PMC · DOI: 10.3389/fneur.2025.1654404 · Frontiers in Neurology · 2025-10-03

## TL;DR

This study shows that head orientation and movement during manual tests for BPPV significantly affect diagnostic accuracy, especially for lateral BPPV.

## Contribution

The study identifies specific head angles and movements needed for accurate manual BPPV diagnosis and highlights limitations of current techniques.

## Key findings

- Manual SRT missed most lateral BPPV due to insufficient yaw rotation.
- A minimum yaw angle of ±55° is necessary for BPPV nystagmus detection.
- Manual DHT was more effective for posterior BPPV with higher detection rates.

## Abstract

Tradititional manual diagnostics of Benign Paroxysmal Positional Vertigo (BPPV) include Supine Roll test (SRT) and Dix-Hallpike test (DHT). However, the influence of head orientation and -movement on the diagnostic performance remains unclear.

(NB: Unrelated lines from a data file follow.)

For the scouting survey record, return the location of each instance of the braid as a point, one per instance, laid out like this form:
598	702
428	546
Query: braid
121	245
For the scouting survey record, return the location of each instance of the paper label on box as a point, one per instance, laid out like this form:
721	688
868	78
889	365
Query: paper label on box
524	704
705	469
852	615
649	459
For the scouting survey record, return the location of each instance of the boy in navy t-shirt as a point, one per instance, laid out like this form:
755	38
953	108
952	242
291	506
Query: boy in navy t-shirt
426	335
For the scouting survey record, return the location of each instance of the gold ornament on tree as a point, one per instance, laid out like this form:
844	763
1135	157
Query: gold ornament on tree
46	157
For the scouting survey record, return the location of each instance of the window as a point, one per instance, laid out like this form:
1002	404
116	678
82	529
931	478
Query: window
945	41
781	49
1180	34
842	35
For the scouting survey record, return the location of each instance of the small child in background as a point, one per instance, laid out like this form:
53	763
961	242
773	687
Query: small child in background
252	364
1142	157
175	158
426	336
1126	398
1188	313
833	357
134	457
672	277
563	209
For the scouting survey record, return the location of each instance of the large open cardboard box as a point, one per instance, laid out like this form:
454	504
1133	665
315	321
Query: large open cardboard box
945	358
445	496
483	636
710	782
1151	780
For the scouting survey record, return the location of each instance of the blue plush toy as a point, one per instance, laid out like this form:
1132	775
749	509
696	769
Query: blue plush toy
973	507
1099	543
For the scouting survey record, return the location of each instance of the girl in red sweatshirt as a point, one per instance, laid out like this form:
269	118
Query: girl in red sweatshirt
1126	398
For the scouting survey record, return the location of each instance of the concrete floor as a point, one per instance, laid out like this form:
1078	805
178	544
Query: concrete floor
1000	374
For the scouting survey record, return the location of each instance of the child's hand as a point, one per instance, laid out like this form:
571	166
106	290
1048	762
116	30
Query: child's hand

To assess how head orientation and -movement affect the diagnostic performance of the manual SRT and DHT.

This prospective, randomized, crossover study was conducted at a tertiary university hospital outpatient clinic. Participants with suspected BPPV (n = 198) underwent (in random order) both manual and mechanical rotation chair (MRC)-based (gold standard) SRT and DHT. BPPV diagnosis required characteristic positional nystagmus. Participants were grouped as: (1) true positives (manual and MRC diagnostics detection the same BPPV nystagmus) and (2) false negatives (manual: negative, MRC: positive). Primary outcome was difference in head orientation and -movement between groups. Secondary outcome was minimal head orientation required for BPPV nystagmus detection in the manual tests.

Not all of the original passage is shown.